Doch seine Machtlosigkeit demonstrierte der ehemalige Radiomoderator zuletzt am Samstag, als er erstmals nach seiner Flucht in die französische Botschaft öffentlich auftrat und den Präsidenten aufforderte, «binnen vier Stunden zurückzutreten». Vier Stunden später winkte Ravalomanana betont lässig aus dem Präsidentenpalast seinen dort versammelten Anhängern zu. Er werde «niemals» zurücktreten, sagte der 59jährige Staatschef in Begleitung seiner Ehefrau sowie bewaffneter Bewacher. Nichts passierte.

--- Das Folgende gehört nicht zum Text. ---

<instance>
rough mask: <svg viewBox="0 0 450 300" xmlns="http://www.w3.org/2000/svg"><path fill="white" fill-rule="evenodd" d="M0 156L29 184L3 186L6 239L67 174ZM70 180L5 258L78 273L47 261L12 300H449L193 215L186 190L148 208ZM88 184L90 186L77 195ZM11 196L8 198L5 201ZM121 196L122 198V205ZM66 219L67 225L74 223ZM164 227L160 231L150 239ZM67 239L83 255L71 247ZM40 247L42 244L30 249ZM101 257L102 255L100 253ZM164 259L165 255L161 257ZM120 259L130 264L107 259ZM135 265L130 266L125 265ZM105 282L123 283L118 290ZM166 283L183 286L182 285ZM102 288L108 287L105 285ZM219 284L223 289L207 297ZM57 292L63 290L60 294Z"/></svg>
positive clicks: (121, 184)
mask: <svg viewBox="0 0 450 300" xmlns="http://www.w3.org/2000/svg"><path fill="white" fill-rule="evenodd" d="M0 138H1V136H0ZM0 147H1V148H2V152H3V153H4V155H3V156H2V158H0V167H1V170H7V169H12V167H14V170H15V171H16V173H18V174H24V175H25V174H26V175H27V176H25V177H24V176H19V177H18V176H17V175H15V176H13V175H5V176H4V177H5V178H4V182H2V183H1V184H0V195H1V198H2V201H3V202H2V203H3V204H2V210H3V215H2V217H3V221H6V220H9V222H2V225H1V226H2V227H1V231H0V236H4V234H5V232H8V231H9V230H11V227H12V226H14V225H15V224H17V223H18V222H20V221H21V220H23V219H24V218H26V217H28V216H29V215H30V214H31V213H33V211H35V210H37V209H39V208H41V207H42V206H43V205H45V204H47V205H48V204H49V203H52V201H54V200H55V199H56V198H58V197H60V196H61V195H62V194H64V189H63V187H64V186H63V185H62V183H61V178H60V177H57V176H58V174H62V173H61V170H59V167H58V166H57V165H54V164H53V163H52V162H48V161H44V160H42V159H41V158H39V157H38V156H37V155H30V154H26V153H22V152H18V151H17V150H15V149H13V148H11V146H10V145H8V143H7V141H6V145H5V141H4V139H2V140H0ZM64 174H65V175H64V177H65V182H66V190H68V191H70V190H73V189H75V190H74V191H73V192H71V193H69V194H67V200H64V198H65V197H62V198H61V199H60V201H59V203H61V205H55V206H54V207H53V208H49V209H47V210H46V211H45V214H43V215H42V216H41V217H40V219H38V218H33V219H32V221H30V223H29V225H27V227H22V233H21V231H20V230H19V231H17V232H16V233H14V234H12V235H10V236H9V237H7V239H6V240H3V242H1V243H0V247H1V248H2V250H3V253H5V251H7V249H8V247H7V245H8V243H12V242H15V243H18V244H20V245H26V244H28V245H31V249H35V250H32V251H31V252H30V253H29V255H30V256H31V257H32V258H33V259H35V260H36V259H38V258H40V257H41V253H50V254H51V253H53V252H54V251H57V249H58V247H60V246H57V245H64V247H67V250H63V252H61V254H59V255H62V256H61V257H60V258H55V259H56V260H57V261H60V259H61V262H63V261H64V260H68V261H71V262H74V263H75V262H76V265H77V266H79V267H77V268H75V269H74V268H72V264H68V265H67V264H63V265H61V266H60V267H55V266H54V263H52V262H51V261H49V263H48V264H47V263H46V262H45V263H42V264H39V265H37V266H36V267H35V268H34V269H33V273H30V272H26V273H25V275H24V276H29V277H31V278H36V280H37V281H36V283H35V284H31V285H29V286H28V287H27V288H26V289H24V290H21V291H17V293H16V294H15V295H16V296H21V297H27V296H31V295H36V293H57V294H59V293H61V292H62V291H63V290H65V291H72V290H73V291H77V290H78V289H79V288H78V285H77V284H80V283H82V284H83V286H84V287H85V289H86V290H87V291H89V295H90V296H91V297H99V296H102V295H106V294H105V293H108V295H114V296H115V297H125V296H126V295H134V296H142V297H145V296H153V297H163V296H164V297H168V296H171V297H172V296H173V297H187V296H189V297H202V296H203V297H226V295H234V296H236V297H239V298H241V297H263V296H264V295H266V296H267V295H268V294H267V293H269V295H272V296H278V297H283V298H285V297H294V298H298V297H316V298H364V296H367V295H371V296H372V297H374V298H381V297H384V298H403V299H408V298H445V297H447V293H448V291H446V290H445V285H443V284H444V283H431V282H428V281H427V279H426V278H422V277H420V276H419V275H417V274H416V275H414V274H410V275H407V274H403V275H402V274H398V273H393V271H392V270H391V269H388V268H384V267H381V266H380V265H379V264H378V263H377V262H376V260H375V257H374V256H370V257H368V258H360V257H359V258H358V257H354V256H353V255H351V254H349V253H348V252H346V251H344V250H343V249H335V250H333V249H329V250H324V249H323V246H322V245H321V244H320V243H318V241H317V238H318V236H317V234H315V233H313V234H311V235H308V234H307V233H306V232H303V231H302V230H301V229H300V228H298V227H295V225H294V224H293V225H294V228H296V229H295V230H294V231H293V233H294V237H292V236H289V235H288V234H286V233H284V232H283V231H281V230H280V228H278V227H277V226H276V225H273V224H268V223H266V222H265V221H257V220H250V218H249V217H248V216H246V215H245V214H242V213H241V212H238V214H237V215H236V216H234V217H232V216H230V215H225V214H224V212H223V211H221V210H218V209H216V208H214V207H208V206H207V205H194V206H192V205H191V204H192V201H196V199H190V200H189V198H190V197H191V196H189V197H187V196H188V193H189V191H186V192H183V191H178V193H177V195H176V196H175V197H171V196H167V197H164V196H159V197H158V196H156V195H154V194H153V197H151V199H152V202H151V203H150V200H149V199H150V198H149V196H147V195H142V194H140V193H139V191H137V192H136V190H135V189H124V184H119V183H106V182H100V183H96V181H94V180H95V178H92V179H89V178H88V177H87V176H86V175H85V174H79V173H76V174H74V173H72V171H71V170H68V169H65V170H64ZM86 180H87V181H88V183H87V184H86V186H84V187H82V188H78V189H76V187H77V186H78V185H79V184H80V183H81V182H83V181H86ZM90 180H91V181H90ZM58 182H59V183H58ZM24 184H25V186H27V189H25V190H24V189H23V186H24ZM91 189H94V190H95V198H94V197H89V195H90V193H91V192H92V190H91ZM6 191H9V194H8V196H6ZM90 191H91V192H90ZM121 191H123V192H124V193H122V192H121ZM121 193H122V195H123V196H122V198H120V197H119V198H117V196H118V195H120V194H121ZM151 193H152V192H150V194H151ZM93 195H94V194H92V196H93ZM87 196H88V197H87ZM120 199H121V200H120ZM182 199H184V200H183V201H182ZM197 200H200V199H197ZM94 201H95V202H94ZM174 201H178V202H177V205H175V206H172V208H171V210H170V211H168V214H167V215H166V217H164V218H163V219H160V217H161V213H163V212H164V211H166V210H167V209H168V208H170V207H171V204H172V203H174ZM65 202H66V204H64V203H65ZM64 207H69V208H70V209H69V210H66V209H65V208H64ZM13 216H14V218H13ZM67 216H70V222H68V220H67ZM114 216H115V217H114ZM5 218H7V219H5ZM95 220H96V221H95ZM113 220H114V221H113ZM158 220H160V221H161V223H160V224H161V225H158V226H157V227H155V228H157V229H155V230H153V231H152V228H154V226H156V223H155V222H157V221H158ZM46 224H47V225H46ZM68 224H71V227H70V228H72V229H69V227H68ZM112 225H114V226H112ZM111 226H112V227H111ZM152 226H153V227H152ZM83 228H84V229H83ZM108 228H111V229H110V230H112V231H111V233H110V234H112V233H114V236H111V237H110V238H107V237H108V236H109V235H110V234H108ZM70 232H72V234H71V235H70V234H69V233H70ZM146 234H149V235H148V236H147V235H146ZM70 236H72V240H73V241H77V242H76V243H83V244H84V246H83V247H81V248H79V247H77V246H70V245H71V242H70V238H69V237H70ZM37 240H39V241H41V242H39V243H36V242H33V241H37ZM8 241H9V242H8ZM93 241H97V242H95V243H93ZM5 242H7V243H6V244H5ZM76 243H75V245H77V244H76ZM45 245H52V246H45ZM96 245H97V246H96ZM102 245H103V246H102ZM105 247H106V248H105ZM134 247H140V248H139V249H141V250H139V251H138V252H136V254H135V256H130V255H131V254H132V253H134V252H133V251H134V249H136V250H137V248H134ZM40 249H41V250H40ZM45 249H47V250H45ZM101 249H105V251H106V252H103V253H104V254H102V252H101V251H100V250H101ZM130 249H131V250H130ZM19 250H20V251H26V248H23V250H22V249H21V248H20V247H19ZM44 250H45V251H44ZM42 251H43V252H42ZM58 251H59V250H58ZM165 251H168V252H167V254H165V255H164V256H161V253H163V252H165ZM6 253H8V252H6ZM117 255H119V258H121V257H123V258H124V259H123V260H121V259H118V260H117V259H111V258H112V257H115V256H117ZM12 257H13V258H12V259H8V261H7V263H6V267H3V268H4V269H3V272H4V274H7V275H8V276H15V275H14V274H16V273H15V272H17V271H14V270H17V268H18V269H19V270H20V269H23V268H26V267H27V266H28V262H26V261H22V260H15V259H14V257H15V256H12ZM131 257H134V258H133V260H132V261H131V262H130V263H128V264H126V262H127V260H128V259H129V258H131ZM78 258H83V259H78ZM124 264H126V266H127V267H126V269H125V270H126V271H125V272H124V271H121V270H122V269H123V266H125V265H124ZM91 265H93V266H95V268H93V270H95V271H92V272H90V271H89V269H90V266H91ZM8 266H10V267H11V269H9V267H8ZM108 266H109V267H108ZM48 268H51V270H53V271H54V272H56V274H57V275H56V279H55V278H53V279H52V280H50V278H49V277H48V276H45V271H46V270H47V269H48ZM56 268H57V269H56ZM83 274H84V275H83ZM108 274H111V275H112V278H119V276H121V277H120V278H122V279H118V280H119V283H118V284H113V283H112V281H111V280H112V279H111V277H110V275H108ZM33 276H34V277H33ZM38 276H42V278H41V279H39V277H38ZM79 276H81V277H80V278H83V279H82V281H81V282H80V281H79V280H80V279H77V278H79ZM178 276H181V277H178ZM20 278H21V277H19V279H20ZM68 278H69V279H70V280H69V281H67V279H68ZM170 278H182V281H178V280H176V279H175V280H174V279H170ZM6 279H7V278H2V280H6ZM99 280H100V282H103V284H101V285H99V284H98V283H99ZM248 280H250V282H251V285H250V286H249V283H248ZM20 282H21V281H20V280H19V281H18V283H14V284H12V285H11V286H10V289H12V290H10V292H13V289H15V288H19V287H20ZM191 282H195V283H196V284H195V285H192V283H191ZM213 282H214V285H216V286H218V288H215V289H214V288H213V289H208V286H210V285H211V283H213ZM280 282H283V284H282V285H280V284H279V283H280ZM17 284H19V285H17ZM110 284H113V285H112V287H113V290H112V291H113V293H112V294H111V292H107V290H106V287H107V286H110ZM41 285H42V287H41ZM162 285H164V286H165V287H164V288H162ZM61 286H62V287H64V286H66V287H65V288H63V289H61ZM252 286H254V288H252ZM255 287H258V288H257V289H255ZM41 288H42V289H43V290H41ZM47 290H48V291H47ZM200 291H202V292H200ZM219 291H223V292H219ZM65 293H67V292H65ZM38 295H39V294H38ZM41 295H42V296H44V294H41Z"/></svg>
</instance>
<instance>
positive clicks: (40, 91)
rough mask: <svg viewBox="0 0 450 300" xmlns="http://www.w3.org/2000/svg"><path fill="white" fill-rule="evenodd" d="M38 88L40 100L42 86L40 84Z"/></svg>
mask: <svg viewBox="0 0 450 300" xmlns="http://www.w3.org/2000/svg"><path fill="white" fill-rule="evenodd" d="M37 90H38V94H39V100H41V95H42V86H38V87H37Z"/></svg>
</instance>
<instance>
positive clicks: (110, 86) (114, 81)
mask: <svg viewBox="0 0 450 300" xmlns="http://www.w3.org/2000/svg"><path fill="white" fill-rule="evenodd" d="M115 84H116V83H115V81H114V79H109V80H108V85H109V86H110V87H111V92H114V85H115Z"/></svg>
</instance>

Zwar hat Andry Rajoelina immer noch die generelle Unzufriedenheit mit der Regierung des Self-made-Millionärs auf seiner Seite. Doch kämpfen oder gar sterben für Rajoelina wollen die wenigsten.

Armut wächst

Tourismus und Rohstoffindustrie, die beiden wichtigsten Devisenquellen des Inselstaats, liegen am Boden, und in der Hauptstadt, Antananarivo, wo sich die meisten Bewohner als Taglöhner durchschlagen, ist die Armut noch grösser als sonst.

«Ich wünschte mir, das ganze hörte endlich auf und alles wäre wieder so wie früher», stöhnt ein Taxifahrer, dem die Urlauber fehlen, die er früher am Flughafen abgeholt hat.